The 88th Annual Meeting of the American Association of Physical Anthropologists (2019)


Association of MAOA and HTTLPR genetic variants, trauma, resilience, and psychosocial outcomes in Syrian refugee youth

CHRISTOPHER J. CLUKAY1,2, RANA DAJANI3, DIMA HAMADMAD4, KRISTIN HADFIELD5, CATHERINE PANTER-BRICK6 and CONNIE J. MULLIGAN1,2.
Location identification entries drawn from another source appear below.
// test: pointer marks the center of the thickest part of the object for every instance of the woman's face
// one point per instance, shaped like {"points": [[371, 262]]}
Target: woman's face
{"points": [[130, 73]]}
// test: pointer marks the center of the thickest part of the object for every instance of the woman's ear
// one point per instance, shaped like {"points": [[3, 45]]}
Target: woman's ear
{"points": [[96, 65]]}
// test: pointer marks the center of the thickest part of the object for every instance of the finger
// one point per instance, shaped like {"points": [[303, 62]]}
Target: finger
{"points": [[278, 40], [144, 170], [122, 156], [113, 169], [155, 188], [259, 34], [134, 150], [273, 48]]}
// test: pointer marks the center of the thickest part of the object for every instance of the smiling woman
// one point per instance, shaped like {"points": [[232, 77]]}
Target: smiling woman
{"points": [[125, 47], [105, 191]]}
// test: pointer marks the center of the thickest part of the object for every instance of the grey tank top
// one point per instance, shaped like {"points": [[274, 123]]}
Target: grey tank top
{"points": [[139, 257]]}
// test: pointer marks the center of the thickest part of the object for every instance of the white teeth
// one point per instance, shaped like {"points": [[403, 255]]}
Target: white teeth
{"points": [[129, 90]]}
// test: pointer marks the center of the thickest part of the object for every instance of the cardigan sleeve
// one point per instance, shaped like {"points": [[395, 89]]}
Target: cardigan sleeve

1Anthropology, University of Florida, 2Genetics Institute, University of Florida, 3Biology and Biotechnology, Hashemite University, 4Taghyeer Foundation, Taghyeer Foundation, 5School of Biological and Chemical Sciences, Queen Mary University of London, 6Anthropology, Yale University

March 28, 2019 , CC Room 26 C Add to calendar

Genetic influences on responses to psychosocial stress and trauma is a topic of great import. For refugee populations, the impact of stressful adversity on their health and development is particularly important to understand. The MAOA gene and HTTLPR region of the serotonin transporter gene (HTT), in association with childhood adversity, have been previously linked to aggressive behavior and depression, respectively. However, few studies have examined the combined effect of genetic variants and protective factors, such as resilience, on response to trauma exposure.
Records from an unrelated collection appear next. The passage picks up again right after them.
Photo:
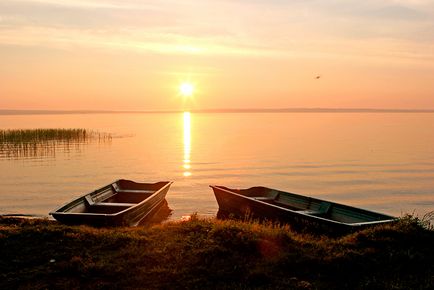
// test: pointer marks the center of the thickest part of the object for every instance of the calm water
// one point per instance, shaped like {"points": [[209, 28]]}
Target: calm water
{"points": [[378, 161]]}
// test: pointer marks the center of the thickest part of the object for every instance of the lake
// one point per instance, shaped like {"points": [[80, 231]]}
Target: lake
{"points": [[378, 161]]}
We tested Syrian refugees for associations between trauma exposure, resilience, genetic variants, and six measures of psychosocial stress and mental health. Data were collected from a cohort of 399 Syrian adolescents (ages 12 -18), forcibly displaced to Jordan as a result of the ongoing war. Buccal swabs, sociodemographic data, and mental health measures were collected over three time points (baseline, ~10 weeks, ~52 weeks). Levels of resilience that captured individual, interpersonal, and social resources were measured for a subset of the sample (n = 320). Using multilevel modeling, MAOA exhibited a direct effect on scores on the Perceived Stress Scale (PSS) (p = 8.6 x 10-4) in males only. However, when resilience was added to the model, the associations of MAOA and trauma with PSS were attenuated, suggesting the importance of resilience above other factors. No associations with any of the six psychosocial measures were found with HTTLPR. This work highlights the value of longitudinal research that integrates genetic and self-reported data on psychosocial health and resilience.

Funded by University of Florida, Elrha’s Research for Health in Humanitarian Crises (R2HC) Programme (Wellcome Trust and UK Government), National Science Foundation Graduate Research Fellowship (DGE-1315138 and DGE-1842473).